Le roman prend un peu plus loin une tournure franchement documentaire. « L’esclavage est fini depuis presque cinq générations, pas de chaînes et plus de travaux forcés, mais le nègre ne peut toujours faire un pas... Même immobile et en équilibre sur un seul pied, il est encore sur la terre du blanc... On peut l’expulser... ou lui conseiller de se remettre dare-dare au travail ... Libre ! Les chaînes tombées ! Mais avec encore la marque au fer rouge sur la peau ... » Et encore : « Dans les colonies on dit Les Nègres, comme en France on dit Les Ouvriers... Le préjugé vous range — tout comme la belote ou le bridge pour les cartes, le football ou l’équitation pour les sports — dans un monde bien déterminé. »

Et voilà qu’arrive, flottant entre deux eaux, le cadavre nu du docteur Alicanthe. Il s’agit bien du crime contre le fondateur du journal communiste Justice, André Aliker. Son journal dénonce des « valets stipendiés du colonialisme et l’exploitation éhontée du travailleur martiniquais ». Le Rénovateur Colonial évoque un crime passionnel et même un délire orgiaque.
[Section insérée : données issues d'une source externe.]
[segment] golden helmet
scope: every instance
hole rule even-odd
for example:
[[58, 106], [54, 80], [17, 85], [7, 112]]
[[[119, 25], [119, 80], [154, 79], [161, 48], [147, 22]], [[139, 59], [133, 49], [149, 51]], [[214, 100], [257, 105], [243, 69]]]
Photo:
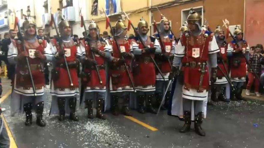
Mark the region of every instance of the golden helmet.
[[142, 17], [140, 19], [140, 20], [138, 22], [138, 23], [137, 24], [137, 28], [139, 29], [141, 28], [141, 27], [143, 26], [145, 26], [147, 28], [148, 28], [148, 22], [147, 22], [143, 19]]
[[191, 9], [190, 10], [189, 15], [187, 17], [187, 21], [188, 24], [194, 24], [197, 22], [199, 22], [202, 19], [201, 16], [196, 11]]
[[115, 26], [116, 26], [116, 30], [120, 29], [124, 30], [128, 28], [126, 26], [126, 25], [124, 23], [123, 21], [121, 19], [119, 19], [116, 22], [116, 23]]
[[236, 26], [234, 30], [234, 35], [236, 35], [242, 33], [242, 31], [239, 28], [239, 27], [237, 25]]
[[33, 20], [26, 18], [25, 21], [23, 22], [22, 27], [24, 30], [26, 30], [28, 28], [30, 24], [36, 26], [36, 23]]
[[89, 25], [88, 26], [88, 29], [99, 29], [99, 28], [98, 27], [98, 25], [97, 25], [97, 24], [93, 20], [92, 20], [92, 22], [89, 24]]
[[214, 34], [218, 34], [220, 32], [223, 32], [224, 31], [221, 27], [219, 25], [218, 25], [216, 27], [216, 28], [214, 30]]
[[62, 19], [62, 20], [60, 21], [58, 25], [58, 28], [60, 29], [63, 29], [65, 27], [70, 27], [70, 26], [69, 22], [67, 20], [63, 19]]

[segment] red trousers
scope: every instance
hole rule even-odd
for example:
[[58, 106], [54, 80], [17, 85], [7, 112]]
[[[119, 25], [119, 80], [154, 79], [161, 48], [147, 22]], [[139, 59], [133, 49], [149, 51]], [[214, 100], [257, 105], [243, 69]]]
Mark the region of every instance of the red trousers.
[[248, 72], [248, 84], [247, 85], [247, 89], [250, 90], [254, 83], [255, 91], [255, 92], [258, 92], [260, 90], [260, 81], [252, 72]]

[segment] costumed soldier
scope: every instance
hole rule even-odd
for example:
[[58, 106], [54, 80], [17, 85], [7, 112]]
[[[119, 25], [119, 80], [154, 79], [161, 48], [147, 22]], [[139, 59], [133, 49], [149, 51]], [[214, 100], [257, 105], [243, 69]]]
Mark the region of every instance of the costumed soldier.
[[180, 132], [189, 130], [191, 121], [194, 120], [196, 132], [205, 136], [201, 125], [202, 114], [205, 117], [206, 114], [204, 102], [207, 100], [209, 89], [210, 76], [206, 63], [208, 62], [212, 68], [212, 84], [216, 79], [216, 54], [219, 50], [213, 33], [202, 30], [201, 18], [199, 14], [191, 10], [187, 19], [190, 33], [183, 34], [178, 43], [171, 74], [174, 76], [178, 73], [181, 62], [181, 70], [184, 78], [179, 81], [183, 84], [182, 97], [185, 123]]
[[[11, 95], [11, 115], [25, 111], [25, 124], [30, 126], [32, 123], [32, 110], [34, 109], [37, 125], [45, 126], [46, 123], [42, 118], [45, 83], [43, 68], [44, 62], [52, 60], [52, 56], [47, 41], [37, 39], [36, 24], [33, 20], [26, 19], [23, 23], [22, 29], [24, 37], [20, 34], [18, 39], [12, 40], [8, 55], [10, 63], [16, 65], [14, 90]], [[25, 51], [24, 51], [23, 43]], [[36, 96], [27, 65], [26, 57], [28, 57], [29, 61]]]
[[[249, 58], [249, 46], [246, 41], [243, 39], [243, 33], [238, 26], [235, 28], [234, 36], [235, 40], [228, 44], [227, 50], [227, 56], [231, 57], [230, 79], [235, 89], [234, 91], [231, 91], [230, 99], [235, 100], [236, 98], [238, 100], [243, 100], [244, 99], [241, 94], [244, 83], [246, 82], [246, 61]], [[244, 58], [243, 54], [244, 54], [247, 59]]]
[[[161, 102], [164, 90], [169, 84], [169, 75], [171, 72], [171, 65], [168, 60], [171, 61], [173, 57], [175, 51], [175, 42], [174, 37], [170, 34], [171, 29], [170, 21], [164, 16], [163, 16], [160, 23], [159, 32], [160, 34], [156, 34], [154, 36], [157, 38], [160, 38], [165, 47], [161, 45], [161, 54], [157, 54], [155, 57], [155, 60], [162, 73], [165, 78], [163, 79], [160, 74], [156, 72], [155, 95], [157, 106], [159, 106]], [[159, 42], [160, 40], [158, 40]], [[161, 43], [160, 44], [162, 45]], [[167, 91], [165, 96], [165, 103], [161, 109], [165, 109], [168, 106], [169, 98], [171, 96], [171, 84]]]
[[[211, 99], [213, 101], [217, 101], [219, 97], [219, 98], [221, 98], [221, 100], [229, 102], [229, 99], [226, 99], [225, 89], [225, 87], [228, 85], [228, 82], [225, 77], [225, 75], [228, 77], [229, 75], [226, 53], [227, 44], [226, 41], [224, 31], [219, 25], [214, 30], [214, 37], [220, 50], [220, 52], [217, 53], [217, 65], [224, 73], [223, 74], [220, 69], [218, 69], [216, 81], [211, 86]], [[229, 90], [227, 91], [229, 92]]]
[[[138, 111], [145, 113], [146, 100], [146, 110], [156, 113], [152, 100], [155, 89], [156, 73], [154, 64], [150, 56], [154, 58], [155, 54], [161, 53], [161, 50], [158, 40], [147, 35], [149, 30], [148, 26], [143, 18], [139, 22], [137, 28], [137, 36], [134, 39], [132, 48], [135, 58], [133, 64], [133, 75], [137, 91]], [[142, 39], [146, 47], [140, 42], [139, 37]]]
[[[134, 55], [130, 53], [132, 48], [131, 41], [125, 38], [127, 28], [122, 21], [119, 19], [116, 23], [116, 34], [114, 37], [117, 43], [113, 40], [113, 56], [117, 59], [121, 58], [122, 56], [128, 65], [128, 72], [133, 81], [132, 71], [129, 66]], [[119, 51], [117, 44], [120, 47]], [[122, 112], [125, 115], [131, 116], [128, 106], [129, 105], [129, 92], [133, 91], [131, 82], [129, 78], [125, 65], [116, 62], [111, 62], [110, 65], [110, 89], [112, 97], [112, 111], [113, 115], [117, 115], [119, 113], [119, 101], [123, 102]], [[133, 82], [133, 83], [134, 83]], [[118, 100], [119, 101], [118, 101]]]
[[[52, 98], [50, 112], [59, 115], [58, 119], [61, 121], [65, 119], [65, 113], [69, 113], [70, 120], [78, 121], [79, 118], [75, 114], [76, 95], [79, 93], [77, 72], [79, 62], [77, 58], [83, 53], [78, 43], [74, 42], [70, 37], [71, 28], [68, 21], [62, 19], [58, 27], [60, 37], [53, 39], [50, 42], [55, 55], [51, 73], [50, 94]], [[73, 85], [65, 65], [65, 59]]]
[[93, 108], [94, 104], [96, 106], [96, 117], [105, 120], [105, 117], [103, 114], [106, 92], [105, 63], [106, 60], [115, 62], [120, 62], [121, 60], [111, 56], [109, 52], [112, 50], [111, 46], [105, 45], [100, 41], [97, 24], [92, 22], [89, 24], [88, 29], [88, 36], [81, 42], [81, 47], [84, 51], [83, 52], [86, 54], [82, 60], [84, 67], [82, 75], [82, 85], [84, 87], [83, 101], [85, 107], [88, 108], [88, 118], [94, 118]]
[[[189, 32], [188, 27], [187, 26], [188, 23], [187, 21], [185, 21], [183, 23], [180, 28], [180, 34], [179, 39], [180, 40], [182, 36], [182, 35], [186, 33]], [[174, 56], [175, 56], [176, 55], [174, 53]], [[174, 63], [175, 61], [173, 61], [172, 65], [175, 67], [176, 66], [175, 63]], [[181, 65], [180, 64], [178, 63], [179, 66], [179, 68], [181, 69]], [[172, 73], [169, 76], [169, 80], [173, 80], [174, 76]], [[181, 74], [179, 74], [179, 76], [182, 76], [182, 73]], [[175, 79], [175, 80], [173, 81], [172, 83], [171, 94], [172, 97], [170, 98], [169, 101], [169, 107], [168, 108], [168, 115], [177, 116], [179, 119], [181, 120], [182, 120], [183, 119], [183, 110], [182, 106], [183, 99], [182, 97], [182, 82], [180, 83], [179, 81], [177, 80], [178, 78], [180, 78], [178, 76], [178, 78]]]

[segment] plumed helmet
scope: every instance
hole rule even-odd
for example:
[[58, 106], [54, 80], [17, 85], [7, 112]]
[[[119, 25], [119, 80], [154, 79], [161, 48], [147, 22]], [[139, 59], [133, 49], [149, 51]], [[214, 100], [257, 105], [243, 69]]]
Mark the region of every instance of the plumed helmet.
[[22, 28], [24, 31], [26, 31], [28, 29], [29, 25], [30, 24], [36, 26], [36, 23], [34, 20], [32, 19], [26, 18], [22, 24]]
[[145, 26], [147, 28], [148, 28], [148, 22], [144, 19], [142, 17], [140, 19], [140, 20], [138, 22], [138, 23], [137, 24], [137, 28], [139, 29], [140, 29], [143, 26]]
[[234, 30], [234, 35], [236, 36], [242, 33], [242, 31], [239, 28], [239, 26], [236, 25], [235, 28], [235, 30]]
[[121, 19], [119, 19], [116, 23], [116, 30], [122, 29], [124, 30], [127, 29], [126, 25], [124, 23], [123, 21]]
[[92, 22], [89, 24], [88, 26], [88, 28], [89, 29], [96, 29], [98, 30], [99, 28], [98, 25], [95, 23], [93, 20], [92, 20]]
[[62, 19], [59, 22], [58, 24], [58, 27], [60, 33], [62, 33], [62, 32], [63, 29], [64, 27], [68, 27], [70, 26], [69, 22], [67, 20], [64, 19]]
[[189, 12], [189, 15], [187, 17], [187, 21], [188, 24], [194, 24], [196, 22], [200, 23], [200, 21], [202, 19], [201, 16], [197, 12], [191, 9]]

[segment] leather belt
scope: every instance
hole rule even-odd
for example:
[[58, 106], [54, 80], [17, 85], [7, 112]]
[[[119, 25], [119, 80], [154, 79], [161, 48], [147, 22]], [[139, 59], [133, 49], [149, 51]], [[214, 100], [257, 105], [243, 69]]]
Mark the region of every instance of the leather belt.
[[111, 69], [114, 70], [120, 70], [122, 71], [124, 71], [126, 70], [126, 67], [125, 67], [124, 65], [122, 65], [118, 67], [112, 66], [112, 67], [111, 67]]
[[195, 61], [186, 62], [182, 63], [182, 66], [184, 67], [188, 67], [192, 68], [195, 67], [200, 67], [202, 65], [202, 64], [205, 63], [206, 65], [206, 62], [196, 62]]
[[[40, 64], [30, 64], [30, 69], [32, 71], [42, 71], [42, 67]], [[27, 66], [26, 66], [26, 68], [27, 68]]]
[[[104, 69], [105, 67], [105, 66], [104, 64], [102, 64], [101, 65], [96, 65], [96, 66], [97, 66], [97, 67], [98, 68], [98, 70]], [[96, 70], [96, 68], [95, 68], [95, 67], [94, 66], [92, 66], [92, 69], [93, 70]]]
[[[68, 67], [69, 68], [76, 68], [77, 67], [77, 64], [78, 62], [76, 61], [74, 62], [67, 62], [67, 65], [68, 65]], [[61, 67], [64, 68], [66, 68], [65, 63], [57, 63], [56, 64], [56, 67]]]

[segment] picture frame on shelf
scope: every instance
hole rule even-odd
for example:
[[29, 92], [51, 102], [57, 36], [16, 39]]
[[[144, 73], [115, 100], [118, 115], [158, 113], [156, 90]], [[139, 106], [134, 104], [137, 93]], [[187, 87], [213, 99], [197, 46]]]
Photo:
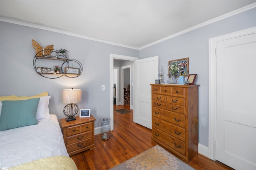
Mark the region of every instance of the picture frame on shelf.
[[[180, 72], [178, 73], [178, 74], [177, 74], [177, 75], [176, 75], [175, 77], [178, 77], [180, 75], [183, 75], [184, 77], [188, 77], [189, 75], [188, 57], [169, 61], [168, 62], [168, 65], [171, 65], [172, 63], [175, 61], [177, 61], [178, 65], [180, 67]], [[183, 68], [181, 68], [182, 67]], [[182, 75], [180, 75], [180, 73], [182, 73]], [[169, 75], [170, 74], [170, 69], [168, 69], [168, 73], [169, 74]]]
[[65, 73], [66, 74], [79, 74], [80, 69], [78, 68], [65, 67]]
[[39, 73], [49, 73], [52, 71], [52, 68], [37, 67], [36, 67], [36, 71]]
[[188, 75], [188, 81], [189, 82], [190, 85], [194, 85], [197, 75], [197, 74], [190, 74]]
[[79, 117], [90, 117], [91, 109], [80, 109]]

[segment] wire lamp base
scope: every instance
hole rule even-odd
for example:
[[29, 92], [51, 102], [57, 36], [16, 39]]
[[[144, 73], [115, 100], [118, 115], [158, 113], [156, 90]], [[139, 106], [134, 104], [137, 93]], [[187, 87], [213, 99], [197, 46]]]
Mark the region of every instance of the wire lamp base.
[[78, 106], [75, 103], [68, 104], [63, 109], [63, 113], [65, 116], [68, 117], [66, 118], [67, 122], [76, 120], [74, 116], [78, 111]]

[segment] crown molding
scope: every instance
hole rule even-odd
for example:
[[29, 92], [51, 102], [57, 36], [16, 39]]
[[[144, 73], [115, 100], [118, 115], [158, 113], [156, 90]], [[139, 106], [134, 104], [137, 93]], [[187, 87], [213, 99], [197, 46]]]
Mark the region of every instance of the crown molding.
[[200, 24], [196, 26], [194, 26], [193, 27], [190, 27], [189, 28], [186, 29], [186, 30], [182, 30], [180, 32], [177, 32], [177, 33], [175, 33], [174, 34], [169, 36], [168, 37], [162, 38], [161, 40], [159, 40], [156, 41], [152, 43], [149, 43], [148, 45], [144, 45], [142, 47], [141, 47], [140, 48], [139, 48], [139, 50], [140, 50], [144, 48], [146, 48], [147, 47], [149, 47], [151, 45], [153, 45], [156, 44], [161, 42], [162, 42], [167, 40], [170, 39], [171, 38], [173, 38], [174, 37], [176, 37], [177, 36], [186, 33], [188, 32], [189, 32], [190, 31], [191, 31], [194, 30], [196, 30], [196, 29], [200, 28], [201, 27], [202, 27], [203, 26], [207, 26], [207, 25], [210, 24], [211, 24], [213, 23], [214, 22], [223, 20], [224, 19], [230, 16], [234, 16], [237, 14], [244, 12], [245, 11], [247, 11], [248, 10], [250, 10], [251, 9], [254, 8], [256, 7], [256, 2], [253, 3], [250, 5], [242, 7], [240, 8], [239, 8], [237, 10], [235, 10], [234, 11], [232, 11], [231, 12], [228, 12], [227, 14], [225, 14], [220, 16], [218, 16], [218, 17], [216, 17], [214, 18], [209, 20], [207, 21], [206, 21], [205, 22], [202, 22], [201, 24]]
[[196, 29], [200, 28], [201, 27], [202, 27], [207, 25], [209, 25], [210, 24], [213, 23], [218, 21], [220, 21], [226, 18], [228, 18], [230, 16], [233, 16], [234, 15], [236, 15], [237, 14], [240, 13], [241, 12], [246, 11], [247, 10], [250, 10], [251, 9], [254, 8], [256, 7], [256, 2], [254, 2], [250, 5], [244, 6], [244, 7], [242, 7], [238, 9], [237, 10], [235, 10], [234, 11], [232, 11], [231, 12], [224, 14], [224, 15], [222, 15], [218, 17], [216, 17], [210, 20], [205, 22], [204, 22], [196, 26], [192, 26], [189, 28], [186, 29], [186, 30], [184, 30], [177, 32], [177, 33], [175, 33], [170, 36], [168, 36], [168, 37], [166, 37], [162, 39], [159, 40], [158, 40], [154, 42], [153, 42], [152, 43], [146, 45], [144, 45], [140, 47], [133, 47], [132, 46], [127, 45], [124, 44], [116, 43], [113, 42], [111, 42], [108, 41], [104, 40], [103, 40], [94, 38], [93, 37], [85, 36], [84, 36], [81, 34], [74, 33], [71, 32], [66, 31], [64, 31], [63, 30], [60, 30], [56, 28], [54, 28], [47, 27], [46, 26], [41, 26], [38, 24], [34, 24], [29, 23], [28, 22], [25, 22], [24, 21], [19, 21], [18, 20], [15, 20], [14, 19], [8, 18], [6, 18], [0, 17], [0, 21], [2, 21], [4, 22], [8, 22], [10, 23], [12, 23], [12, 24], [18, 24], [18, 25], [20, 25], [24, 26], [26, 26], [27, 27], [32, 27], [35, 28], [40, 29], [41, 30], [51, 31], [53, 32], [57, 32], [58, 33], [62, 34], [63, 34], [68, 35], [69, 36], [73, 36], [74, 37], [78, 37], [78, 38], [84, 38], [87, 40], [91, 40], [92, 41], [95, 41], [102, 42], [103, 43], [106, 43], [109, 44], [111, 44], [111, 45], [117, 45], [120, 47], [131, 48], [132, 49], [140, 50], [144, 48], [146, 48], [147, 47], [150, 46], [151, 45], [156, 44], [160, 42], [170, 39], [174, 37], [176, 37], [177, 36], [180, 36], [180, 35], [183, 34], [186, 32], [189, 32], [190, 31], [191, 31], [193, 30], [196, 30]]
[[89, 40], [92, 41], [95, 41], [98, 42], [102, 42], [103, 43], [106, 43], [109, 44], [113, 45], [115, 45], [119, 46], [122, 47], [125, 47], [126, 48], [131, 48], [134, 49], [139, 49], [139, 48], [137, 47], [133, 47], [130, 45], [127, 45], [124, 44], [122, 44], [118, 43], [116, 43], [113, 42], [111, 42], [108, 41], [104, 40], [103, 40], [99, 39], [96, 38], [94, 38], [88, 36], [84, 36], [82, 35], [74, 33], [68, 31], [66, 31], [57, 28], [54, 28], [46, 26], [43, 26], [38, 24], [32, 24], [28, 22], [24, 21], [19, 21], [18, 20], [16, 20], [8, 18], [4, 18], [0, 16], [0, 21], [2, 21], [3, 22], [8, 22], [9, 23], [14, 24], [17, 25], [20, 25], [23, 26], [26, 26], [29, 27], [32, 27], [35, 28], [40, 29], [41, 30], [45, 30], [46, 31], [51, 31], [52, 32], [57, 32], [58, 33], [62, 34], [63, 34], [67, 35], [69, 36], [73, 36], [74, 37], [78, 37], [80, 38], [84, 38], [86, 40]]

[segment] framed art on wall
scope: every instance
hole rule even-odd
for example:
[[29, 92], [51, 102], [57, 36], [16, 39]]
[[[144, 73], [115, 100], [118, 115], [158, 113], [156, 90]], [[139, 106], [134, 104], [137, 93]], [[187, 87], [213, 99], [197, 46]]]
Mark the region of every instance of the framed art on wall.
[[[184, 77], [188, 77], [188, 57], [182, 58], [181, 59], [174, 59], [169, 61], [168, 62], [168, 65], [172, 65], [176, 62], [177, 64], [177, 66], [179, 67], [179, 72], [178, 74], [175, 74], [175, 77], [178, 77], [180, 75], [183, 75]], [[168, 73], [171, 74], [170, 69], [168, 69]], [[170, 74], [169, 74], [170, 75]]]
[[79, 117], [90, 117], [91, 116], [91, 109], [80, 109]]

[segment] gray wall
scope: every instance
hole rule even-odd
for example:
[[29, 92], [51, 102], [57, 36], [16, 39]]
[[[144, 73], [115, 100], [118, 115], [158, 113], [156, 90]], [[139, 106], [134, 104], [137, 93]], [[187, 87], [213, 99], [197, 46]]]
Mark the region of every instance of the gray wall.
[[[159, 66], [164, 67], [170, 60], [189, 58], [189, 73], [197, 74], [195, 83], [200, 85], [199, 142], [202, 144], [208, 146], [209, 39], [254, 26], [255, 8], [140, 50], [140, 59], [159, 55]], [[167, 69], [164, 71], [166, 83]]]
[[[208, 146], [208, 39], [256, 26], [256, 8], [139, 50], [86, 40], [60, 34], [0, 22], [0, 95], [29, 95], [48, 91], [52, 96], [50, 109], [59, 119], [65, 117], [62, 92], [66, 88], [80, 88], [83, 101], [80, 108], [91, 109], [100, 126], [102, 118], [110, 115], [110, 54], [144, 58], [159, 56], [160, 66], [168, 61], [189, 57], [189, 73], [198, 74], [199, 87], [199, 143]], [[31, 40], [43, 46], [54, 44], [66, 48], [70, 58], [79, 60], [84, 72], [74, 79], [50, 79], [37, 74], [33, 67], [35, 50]], [[167, 70], [164, 70], [166, 82]], [[105, 91], [101, 85], [106, 85]]]
[[[51, 79], [37, 74], [33, 65], [36, 50], [32, 39], [43, 47], [53, 44], [54, 49], [67, 49], [69, 58], [82, 64], [82, 74], [75, 78]], [[65, 117], [62, 90], [81, 89], [83, 101], [78, 105], [91, 109], [96, 119], [95, 127], [110, 115], [110, 54], [138, 57], [137, 50], [2, 22], [0, 40], [0, 95], [33, 95], [48, 91], [52, 96], [50, 112], [60, 119]], [[102, 85], [106, 86], [104, 91], [101, 90]]]

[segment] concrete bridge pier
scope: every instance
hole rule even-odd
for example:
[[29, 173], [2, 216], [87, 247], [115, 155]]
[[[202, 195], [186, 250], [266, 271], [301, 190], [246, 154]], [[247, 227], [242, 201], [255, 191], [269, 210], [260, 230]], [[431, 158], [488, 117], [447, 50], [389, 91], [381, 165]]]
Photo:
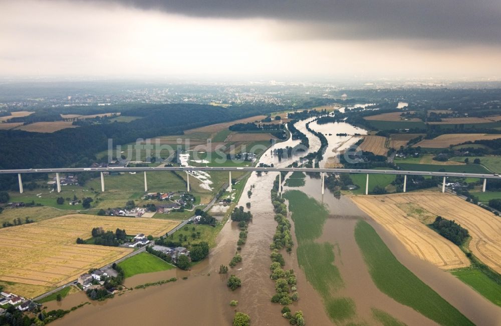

L’auteur préfère le concept de « mutation d’office dans l’au-delà ». Tout le monde sait que l’instigateur du meurtre n’est autre que Charles Adrien Le Pontet des Courneaux.

Salvat Etchart, l’auteur, s’est suicidé en direct lors d'une émission de radio quand il avait 60 ans, au Canada où il enseignait la littérature française après avoir vécu de longues années en Martinique. Quoique fuyant la promotion et les médias, ses violentes critiques de la société martiniquaise lui avaient attiré la foudre des békés. Par cette republication, Caraïbéditions remet à la disposition du lecteur antillais un livre inscrit dans notre patrimoine.

FA Paris

Le monde tel qu'il est, Salvat Etchart, Caraïbéditions, 408 pages, 11,60 euros.